Highlights & Insights

  • First quantitative evidence of social media AIGT—the finding that "approx. 1/3 of content is already AI" holds substantial citation and policy-making value.
  • Platform differences reflect how community culture moderates AIGT penetration: anonymous/long-form platforms (Medium/Quora) are more susceptible to penetration, whereas community-driven platforms (Reddit) possess natural resilience.
  • AIGTBench serves as a valuable detection benchmark, where the diversity of 12 LLMs ensures the detector's generalization capability.
  • The finding that AIGT receives lower engagement suggests that platform algorithms might already implicitly de-prioritize AI-generated content.
  • The topic distribution preference of AIGT (primarily technology and science) provides strategic insights for content moderation.

Limitations & Future Work

  • The accuracy of OSM-Det cannot be 100%—false positive and false negative rates during large-scale applications affect AAR estimation.
  • Only three English platforms are covered—major platforms such as X/Twitter and YouTube are not included.
  • Changes in AAR may be partially influenced by shifts in platform policies (e.g., Medium's moderation policies).
  • The study does not differentiate between different usage intentions of AIGT (e.g., AI-assisted writing vs.
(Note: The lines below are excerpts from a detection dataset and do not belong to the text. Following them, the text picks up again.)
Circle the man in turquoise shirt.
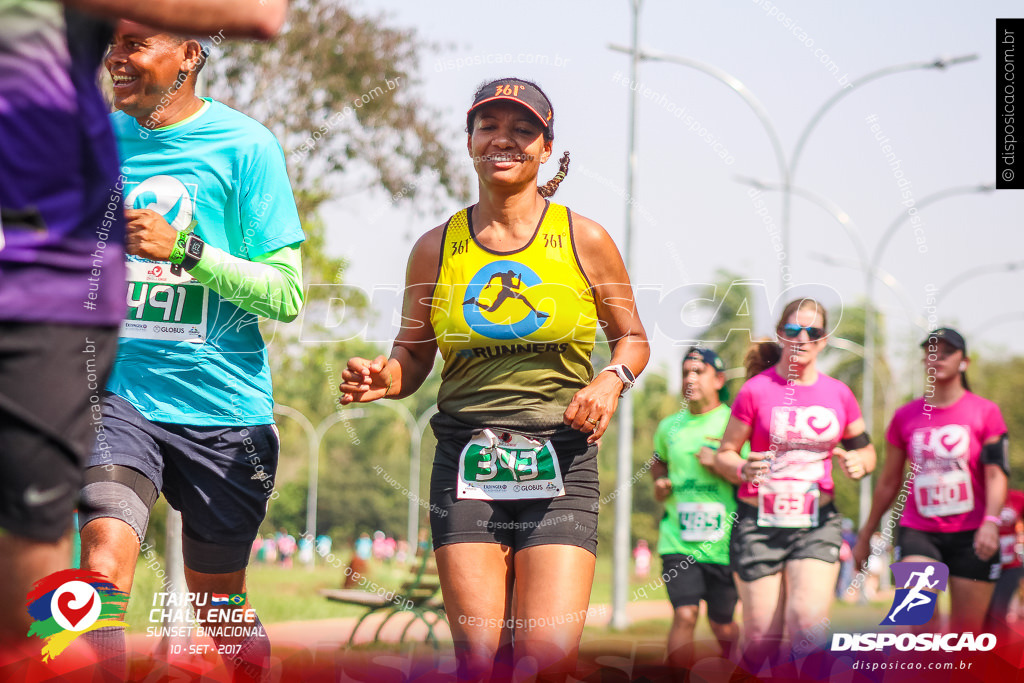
[650,346,739,667]
[81,22,304,680]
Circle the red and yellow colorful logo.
[27,569,128,661]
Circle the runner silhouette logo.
[882,562,949,626]
[462,260,551,340]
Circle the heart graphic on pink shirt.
[932,425,971,459]
[798,405,839,442]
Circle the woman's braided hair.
[537,152,569,197]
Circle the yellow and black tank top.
[430,202,597,430]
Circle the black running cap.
[466,78,555,134]
[921,328,967,353]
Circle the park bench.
[319,550,446,649]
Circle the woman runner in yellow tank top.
[340,79,649,680]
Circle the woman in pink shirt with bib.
[717,299,876,667]
[853,328,1010,632]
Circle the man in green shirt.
[650,346,745,667]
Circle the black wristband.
[181,233,206,270]
[840,432,871,451]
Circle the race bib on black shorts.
[457,429,565,501]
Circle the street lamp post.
[610,0,642,631]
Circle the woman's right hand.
[853,533,871,571]
[338,355,394,405]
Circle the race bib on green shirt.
[676,503,725,541]
[121,260,210,343]
[457,429,565,501]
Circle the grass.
[126,553,889,644]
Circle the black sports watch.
[601,362,637,396]
[181,232,206,270]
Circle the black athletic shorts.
[893,526,1001,581]
[82,393,281,573]
[0,323,118,543]
[662,555,739,624]
[430,415,601,555]
[729,501,843,582]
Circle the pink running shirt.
[886,391,1007,533]
[732,367,860,498]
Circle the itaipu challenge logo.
[27,569,128,661]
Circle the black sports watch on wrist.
[601,362,637,397]
[181,232,206,270]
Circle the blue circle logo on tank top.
[462,260,551,340]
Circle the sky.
[315,0,1024,391]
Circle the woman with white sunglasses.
[717,299,876,668]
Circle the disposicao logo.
[27,569,128,661]
[882,562,949,626]
[830,562,995,652]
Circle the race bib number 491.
[121,261,210,342]
[677,503,725,541]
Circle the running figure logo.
[462,268,548,317]
[882,562,949,626]
[456,259,556,341]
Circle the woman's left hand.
[839,451,867,481]
[562,373,623,443]
[974,522,999,562]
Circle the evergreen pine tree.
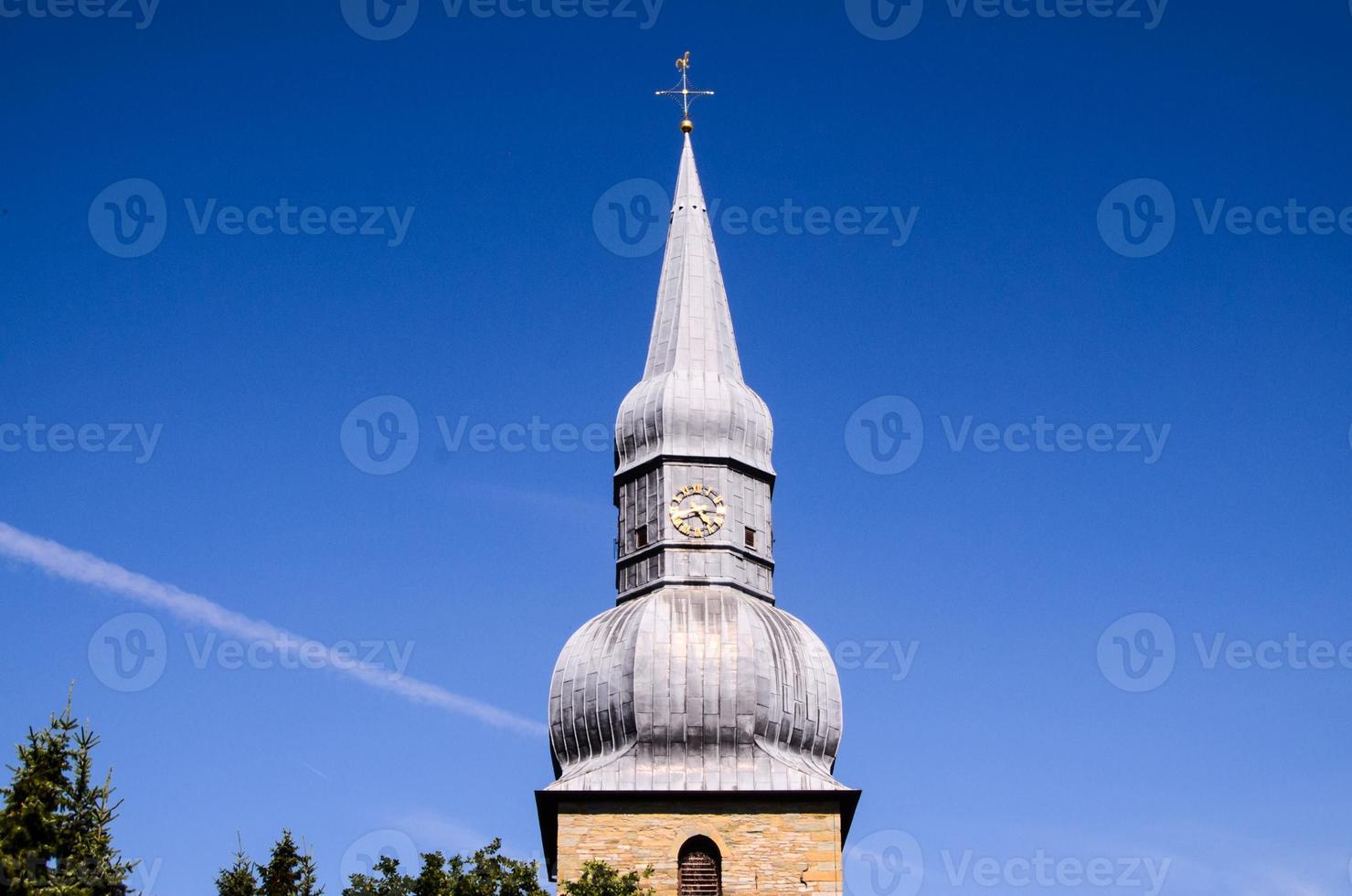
[217,842,258,896]
[258,831,323,896]
[0,698,135,896]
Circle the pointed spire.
[644,133,742,382]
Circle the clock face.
[666,483,728,538]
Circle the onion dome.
[548,585,846,791]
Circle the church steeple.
[615,126,774,602]
[644,133,742,382]
[536,59,860,896]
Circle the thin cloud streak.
[0,522,548,737]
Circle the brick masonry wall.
[559,800,841,896]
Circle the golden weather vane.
[655,50,714,133]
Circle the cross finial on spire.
[655,50,714,133]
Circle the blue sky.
[0,0,1352,896]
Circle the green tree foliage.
[217,831,325,896]
[0,699,135,896]
[342,839,653,896]
[342,839,548,896]
[559,862,653,896]
[217,843,258,896]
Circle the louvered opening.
[677,837,723,896]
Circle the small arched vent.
[677,837,723,896]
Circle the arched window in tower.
[676,837,723,896]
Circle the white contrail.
[0,522,547,737]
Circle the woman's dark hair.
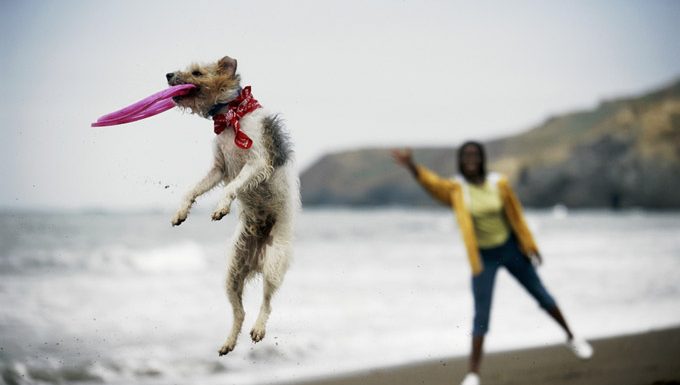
[458,140,486,179]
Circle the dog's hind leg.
[250,242,288,342]
[219,246,248,356]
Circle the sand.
[282,327,680,385]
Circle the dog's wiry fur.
[166,57,299,355]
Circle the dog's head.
[165,56,241,118]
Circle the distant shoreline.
[278,325,680,385]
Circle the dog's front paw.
[171,209,189,226]
[250,327,265,342]
[212,195,235,221]
[218,341,236,357]
[213,206,230,221]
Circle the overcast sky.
[0,0,680,208]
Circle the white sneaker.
[460,372,479,385]
[566,337,593,360]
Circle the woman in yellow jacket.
[392,142,592,385]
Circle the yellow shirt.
[416,166,538,275]
[468,180,510,249]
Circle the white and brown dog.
[166,56,299,355]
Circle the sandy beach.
[290,327,680,385]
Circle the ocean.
[0,209,680,385]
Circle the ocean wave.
[0,241,207,274]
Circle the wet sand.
[286,327,680,385]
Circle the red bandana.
[213,86,262,150]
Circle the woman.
[392,142,593,385]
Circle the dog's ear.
[217,56,236,76]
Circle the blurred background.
[0,0,680,384]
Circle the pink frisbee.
[91,84,196,127]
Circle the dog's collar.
[210,86,262,150]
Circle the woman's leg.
[470,258,498,373]
[504,243,574,339]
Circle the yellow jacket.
[416,166,538,275]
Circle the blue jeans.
[472,234,557,336]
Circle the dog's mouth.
[171,83,200,103]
SPAM).
  • vs MultiSocial: MultiSocial constructs detection benchmarks, while this paper goes a step further by conducting longitudinal quantitative monitoring.
  • vs Perez et al.: While they study information collapse in iterative generation, this paper focuses on the propagation of AIGT over social media.
  • This work establishes an empirical foundation for platform content governance and AI text regulation.

Rating

  • Novelty: ⭐⭐⭐⭐⭐ Offers the first large-scale longitudinal quantification of AIGT on social media, with highly citable empirical data.
  • Experimental Thoroughness: ⭐⭐⭐⭐⭐ Includes 2.4M posts + 12 LLMs + 3 platforms + longitudinal tracking + multi-dimensional analysis.
  • Writing Quality: ⭐⭐⭐⭐ Clear data presentation with impactful findings.
  • Value: ⭐⭐⭐⭐⭐ Holds significant policy implications for AI governance and content regulation.